El militarismo, el guerrerismo y la imposición por la fuerza han demostrado hasta el cansancio no ser efectivos en la búsqueda de fines honestos, humanitarios, y mucho menos de mejoramiento de las relaciones entre los seres humanos.
Esta misma semana vemos en el mundo muchos ejemplos de la realidad anteriormente planteada.
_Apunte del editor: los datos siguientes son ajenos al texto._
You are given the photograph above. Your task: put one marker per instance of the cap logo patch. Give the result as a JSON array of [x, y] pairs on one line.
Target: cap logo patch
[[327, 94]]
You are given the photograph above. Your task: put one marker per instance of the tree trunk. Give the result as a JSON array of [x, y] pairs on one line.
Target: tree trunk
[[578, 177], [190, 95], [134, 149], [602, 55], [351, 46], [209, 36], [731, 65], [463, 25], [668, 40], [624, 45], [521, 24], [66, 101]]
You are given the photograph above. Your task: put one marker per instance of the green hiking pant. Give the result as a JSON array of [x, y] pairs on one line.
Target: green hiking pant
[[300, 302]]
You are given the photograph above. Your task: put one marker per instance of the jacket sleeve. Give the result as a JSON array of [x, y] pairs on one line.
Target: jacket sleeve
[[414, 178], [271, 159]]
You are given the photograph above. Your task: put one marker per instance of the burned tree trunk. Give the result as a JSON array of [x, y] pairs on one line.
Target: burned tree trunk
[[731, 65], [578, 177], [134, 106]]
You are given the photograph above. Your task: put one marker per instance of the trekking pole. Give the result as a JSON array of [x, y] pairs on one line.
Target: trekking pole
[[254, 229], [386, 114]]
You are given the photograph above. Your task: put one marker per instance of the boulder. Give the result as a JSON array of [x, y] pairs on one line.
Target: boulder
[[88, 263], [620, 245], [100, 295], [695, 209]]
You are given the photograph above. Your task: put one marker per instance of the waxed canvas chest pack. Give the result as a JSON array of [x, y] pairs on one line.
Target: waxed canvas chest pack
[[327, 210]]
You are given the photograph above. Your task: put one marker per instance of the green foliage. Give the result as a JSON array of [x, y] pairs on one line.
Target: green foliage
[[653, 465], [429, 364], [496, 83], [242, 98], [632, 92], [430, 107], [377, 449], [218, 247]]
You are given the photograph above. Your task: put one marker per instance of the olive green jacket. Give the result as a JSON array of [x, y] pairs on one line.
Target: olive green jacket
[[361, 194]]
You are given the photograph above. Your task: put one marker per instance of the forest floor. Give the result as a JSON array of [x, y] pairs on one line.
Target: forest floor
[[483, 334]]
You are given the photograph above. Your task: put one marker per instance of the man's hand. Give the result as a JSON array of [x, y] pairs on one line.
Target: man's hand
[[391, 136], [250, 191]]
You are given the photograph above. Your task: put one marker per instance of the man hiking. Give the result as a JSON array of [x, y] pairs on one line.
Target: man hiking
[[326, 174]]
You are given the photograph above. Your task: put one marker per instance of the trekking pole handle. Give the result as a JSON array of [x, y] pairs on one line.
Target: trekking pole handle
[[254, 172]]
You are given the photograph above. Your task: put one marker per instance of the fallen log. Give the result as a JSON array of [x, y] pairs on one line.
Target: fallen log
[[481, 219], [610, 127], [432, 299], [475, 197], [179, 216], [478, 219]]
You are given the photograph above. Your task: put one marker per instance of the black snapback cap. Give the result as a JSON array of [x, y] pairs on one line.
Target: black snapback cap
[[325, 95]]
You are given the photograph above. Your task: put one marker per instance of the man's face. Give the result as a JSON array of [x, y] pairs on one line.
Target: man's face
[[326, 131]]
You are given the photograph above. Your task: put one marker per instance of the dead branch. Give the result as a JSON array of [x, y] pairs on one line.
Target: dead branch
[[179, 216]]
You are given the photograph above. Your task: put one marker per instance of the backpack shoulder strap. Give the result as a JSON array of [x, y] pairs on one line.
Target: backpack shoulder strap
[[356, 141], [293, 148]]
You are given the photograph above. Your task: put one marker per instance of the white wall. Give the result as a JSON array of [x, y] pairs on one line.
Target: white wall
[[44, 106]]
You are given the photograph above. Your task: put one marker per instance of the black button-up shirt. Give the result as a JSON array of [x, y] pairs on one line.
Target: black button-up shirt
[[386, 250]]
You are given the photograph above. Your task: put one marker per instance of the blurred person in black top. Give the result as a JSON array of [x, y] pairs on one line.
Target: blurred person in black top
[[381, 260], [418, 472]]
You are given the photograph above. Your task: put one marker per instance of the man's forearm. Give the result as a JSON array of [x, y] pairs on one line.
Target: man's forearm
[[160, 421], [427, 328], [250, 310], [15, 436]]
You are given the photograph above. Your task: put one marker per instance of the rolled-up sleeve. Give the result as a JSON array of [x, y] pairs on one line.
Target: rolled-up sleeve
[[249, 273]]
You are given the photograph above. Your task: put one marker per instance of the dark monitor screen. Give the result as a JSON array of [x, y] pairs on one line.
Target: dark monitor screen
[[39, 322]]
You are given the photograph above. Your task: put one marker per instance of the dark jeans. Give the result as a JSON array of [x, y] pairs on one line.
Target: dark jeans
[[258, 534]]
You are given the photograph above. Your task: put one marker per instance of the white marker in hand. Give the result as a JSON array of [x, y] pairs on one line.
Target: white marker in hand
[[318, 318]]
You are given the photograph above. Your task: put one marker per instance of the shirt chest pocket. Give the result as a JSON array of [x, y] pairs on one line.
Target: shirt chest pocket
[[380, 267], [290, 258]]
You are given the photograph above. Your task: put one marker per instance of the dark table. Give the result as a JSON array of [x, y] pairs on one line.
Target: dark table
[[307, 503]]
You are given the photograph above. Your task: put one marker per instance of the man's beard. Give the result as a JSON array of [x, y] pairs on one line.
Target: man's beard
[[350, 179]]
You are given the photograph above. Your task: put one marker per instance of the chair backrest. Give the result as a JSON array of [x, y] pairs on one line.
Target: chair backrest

Dos de ellos ponen en evidencia el fracaso del militarismo; en uno de ellos incluso vemos cómo el pacifismo, la verdad, la palabra, pueden imponerse hasta contra la fuerza de las armas, que es capaz de segar la vida física; pero sin obtener éxito alguno.
En el primero, el presidente de Estados Unidos, Barack Obama, consciente de que la militarización de los cuerpos policiales en varios estados se convirtió más bien en un problema en las relaciones con sus respectivas comunidades, prohibió al Pentágono seguir trasladando armamento de guerra a esos entes y continuar financiando la compra de vehículos blindados que hasta ahora solo han servido para reprimir a manifestantes al más puro estilo de los regímenes tercermundistas de fuerza.
Ya la fallida guerra contra los “narcos” lanzada por el expresidente mexicano, Felipe Calderón –eso sí con decenas de miles de muertos— había demostrado la ineficiencia del aparato militar para combatir la delincuencia común y organizada.
Otro fracaso lo estamos observando en muchas otras zonas del mundo, principalmente en el Levante, donde el Estado Islámico, el grupo fundamentalista musulmán que nació de la intervención militar estadounidense en Irak, se fortaleció hasta convertirse en la amenaza que hoy representa, precisamente gracias al apoyo de las potencias occidentales a los rebeldes que intentaban derrocar al presidente sirio Bashar Al-Assad.
Con la toma de control esta misma semana de la ciudad iraquí de Ramadi y del último puesto fronterizo entre Irak y Siria que quedaba en poder del gobierno de Damasco, en medio de los ataques aéreos de Estados Unidos y sus aliados, el Estado Islámico más bien acrecienta su influencia en la zona y su “califato” de terror.
El fracaso del militarismo es obvio. Pero también lo es el triunfo de la palabra, de la verdad, de la justicia. Y así lo demuestra el hecho de que hoy en San Salvador se está beatificando a Monseñor Óscar Arnulfo Romero, asesinado mientras oficiaba misa en 1980 por un francotirador de la ultraderecha que respondía al plan elaborado por un mayor formado en la Escuela de las Américas para callar “La voz de los sin voz”.